Figure 6.17: Line detection examples in Spain sequence.
The proposed framework includes three types of summaries: 1) All slow-motion replay shots in a game, 2) all goals in a game, and 3) extensions of both with detected events. The first two types of summaries are based solely on cinematic features, and are generated in real-time; hence they are particularly convenient to TV, mobile, and web users with low bitrate connections. The last type of summary includes events that are detected by also object-based features, such as penalty box and referee detection results; and it is available in near real-time.
Slow-motion summaries are generated by shot boundary, shot class, and slow-motion replay features, and consist of slow-motion shots. Depending on the requirements, they may also include all shots in a predefined time window around each replay, or, instead, they can include only the closest long shot before each replay in the summary, since the closest long shot is likely to include the corresponding action in normal motion. As explained in Section 4.2.1, goals are detected in a cinematic template. Therefore, goal summaries consist of the shots in the detected template, or in its customized version, for each goal. Finally, summaries extended by referee and penalty box features are generated by concatenating each slow-motion replay shot with the selected segments by the referee and penalty box detection algorithms. The segments are defined as close non-long shots around the corresponding replay for referee detection, and one or more closest long shots before the replay for penalty box detection.

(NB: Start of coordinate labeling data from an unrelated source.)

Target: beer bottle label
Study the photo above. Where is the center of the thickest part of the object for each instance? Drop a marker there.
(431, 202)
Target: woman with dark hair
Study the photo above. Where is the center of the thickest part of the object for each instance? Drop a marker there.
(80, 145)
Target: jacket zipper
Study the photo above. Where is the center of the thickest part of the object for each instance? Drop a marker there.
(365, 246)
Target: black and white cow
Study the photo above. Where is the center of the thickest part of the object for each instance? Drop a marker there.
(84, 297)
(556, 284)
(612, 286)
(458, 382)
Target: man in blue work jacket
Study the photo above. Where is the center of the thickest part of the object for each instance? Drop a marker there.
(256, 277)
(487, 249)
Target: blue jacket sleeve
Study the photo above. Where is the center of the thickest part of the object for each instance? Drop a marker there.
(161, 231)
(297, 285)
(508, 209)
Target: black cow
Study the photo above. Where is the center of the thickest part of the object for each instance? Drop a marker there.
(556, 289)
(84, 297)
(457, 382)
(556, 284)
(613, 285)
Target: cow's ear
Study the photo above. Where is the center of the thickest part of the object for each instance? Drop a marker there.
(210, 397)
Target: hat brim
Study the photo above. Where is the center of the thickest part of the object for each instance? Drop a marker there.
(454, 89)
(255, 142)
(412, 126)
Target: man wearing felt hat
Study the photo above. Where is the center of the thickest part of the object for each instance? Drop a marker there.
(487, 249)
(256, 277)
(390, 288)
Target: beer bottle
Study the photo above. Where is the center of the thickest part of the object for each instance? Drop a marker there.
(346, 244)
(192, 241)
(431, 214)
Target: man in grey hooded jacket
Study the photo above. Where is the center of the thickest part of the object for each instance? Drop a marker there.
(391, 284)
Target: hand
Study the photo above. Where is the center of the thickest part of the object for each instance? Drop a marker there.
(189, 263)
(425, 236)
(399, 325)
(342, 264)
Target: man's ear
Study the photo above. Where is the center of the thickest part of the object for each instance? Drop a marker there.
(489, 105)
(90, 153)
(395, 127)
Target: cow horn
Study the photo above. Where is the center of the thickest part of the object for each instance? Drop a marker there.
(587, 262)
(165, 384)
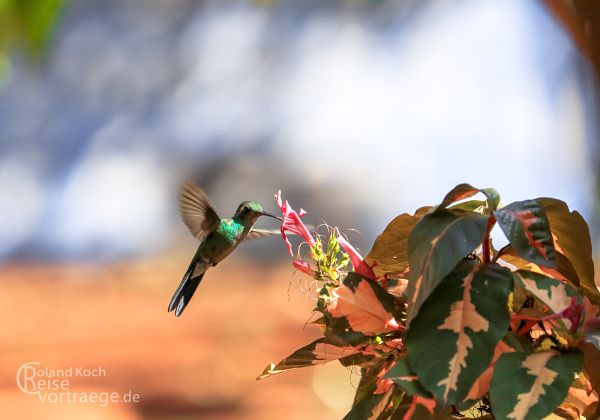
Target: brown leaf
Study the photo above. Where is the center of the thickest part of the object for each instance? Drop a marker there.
(572, 238)
(390, 252)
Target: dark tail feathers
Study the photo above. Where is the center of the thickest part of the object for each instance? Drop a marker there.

Model instantiation is necessary for the resolution of model-based queries formed by web and professional users. To instantiate the model, the attributes of the events, objects, and the relationships between them are needed. Some events, such as goals, plays in/around penalty box, and red/yellow cards, can be detected. These events and their actors, i.e., objects, are linked by actor entities, which include both low-level and high-level object roles. The proposed semi-automatic player tracking algorithm, where an annotator specifies the name, or id, of the player to be tracked, extracts the low-level player motion and interaction features as actor attributes and actor-actor relations, respectively. The high-level roles of the objects, such as scorer and assist-maker, are already available if the event has an abstract model, as shown in Figure 6.3; otherwise it can be specified by the annotator.
The interactive part of the instantiation process is related to the detection of some specific events, such as header and free kick, which, in the current state of art, is still an unsolved problem involving several disciplines, such as computer vision and artificial intelligence. Furthermore, accurate and reliable extraction of EMU and ERU descriptors involving a soccer ball is usually a very difficult, if not impossible, problem due to the small size of the object and its frequent occlusions with the other objects, which prevent the employment of vision-based tracking algorithms. However, this data may be available when a GPS chip is integrated to soccer balls. Therefore, for the time being, the interactive instantiation of these descriptors for the automatically generated summary segments by an annotator is a feasible solution.